Felix had taken the beating, but even while the fists were pummeling him into the booth he’d been thinking, You won’t get away with this! He had lain awake the night before plotting his revenge. By morning, he realized that revenge, for the time being anyway, was impossible. Not only impossible but unthinkable. It annoyed him that instant reprisal was to be denied him. Larry Cole had behaved like an absolute ass. A man who was playing around had no right to get offended when a pass was made at his wife. Didn’t Larry know the elementary rules of the game? Immediate revenge against this rebel would have been delightful — but for now revenge was impossible.

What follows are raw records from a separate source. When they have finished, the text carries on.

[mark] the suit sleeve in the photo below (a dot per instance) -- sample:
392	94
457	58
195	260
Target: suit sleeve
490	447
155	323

For if Felix went to Don Gault, as was his first impulse, Larry would instantly know who had betrayed him. He might then divulge the story of the beating to Betty. Was a petty revenge worth the sacrifice of a way of life? Certainly not. Felix enjoyed his extramarital excursions. Should Betty learn about the Eve Cole incident, she might divorce him. Or, worse thought, he might become a prisoner in his own home. It simply wasn’t worth it, especially for something which had not paid off.

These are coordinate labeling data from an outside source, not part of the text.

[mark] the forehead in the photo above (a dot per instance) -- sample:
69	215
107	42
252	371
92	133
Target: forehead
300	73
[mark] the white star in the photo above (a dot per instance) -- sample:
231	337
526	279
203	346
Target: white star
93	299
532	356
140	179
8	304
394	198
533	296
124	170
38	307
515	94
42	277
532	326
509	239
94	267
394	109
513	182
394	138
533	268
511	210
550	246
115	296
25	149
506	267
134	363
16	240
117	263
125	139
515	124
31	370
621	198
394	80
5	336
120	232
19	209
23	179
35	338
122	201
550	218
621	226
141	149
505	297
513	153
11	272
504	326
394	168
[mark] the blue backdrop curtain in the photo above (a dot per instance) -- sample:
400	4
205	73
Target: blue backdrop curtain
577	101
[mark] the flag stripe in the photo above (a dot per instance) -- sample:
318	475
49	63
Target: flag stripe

He wondered if Larry knew what powerful cards he was holding. And then a new, rather painfully amusing thought came to him. It occurred to him that should Don Gault, in any way whatever, tip to the affair, Larry would automatically assume Felix had been the informer. And believing that, there was again the danger that he would go to Betty in retaliation. The situation was a precarious one. Not only was Felix being forced to forego what would have been a delicious revenge, he was also being forced into the role of protector. Don Gault could not be allowed to find out about his wife and Larry. If he did, the repercussions would shake the very foundations of Felix’s home.
Felix Anders surveyed his new role sourly and reached the conclusion that it stank.
Someday, perhaps, he could strike back at Larry with impunity. But for now he could only hope that his blunders — like Banquo’s ghost — would not come back to haunt him.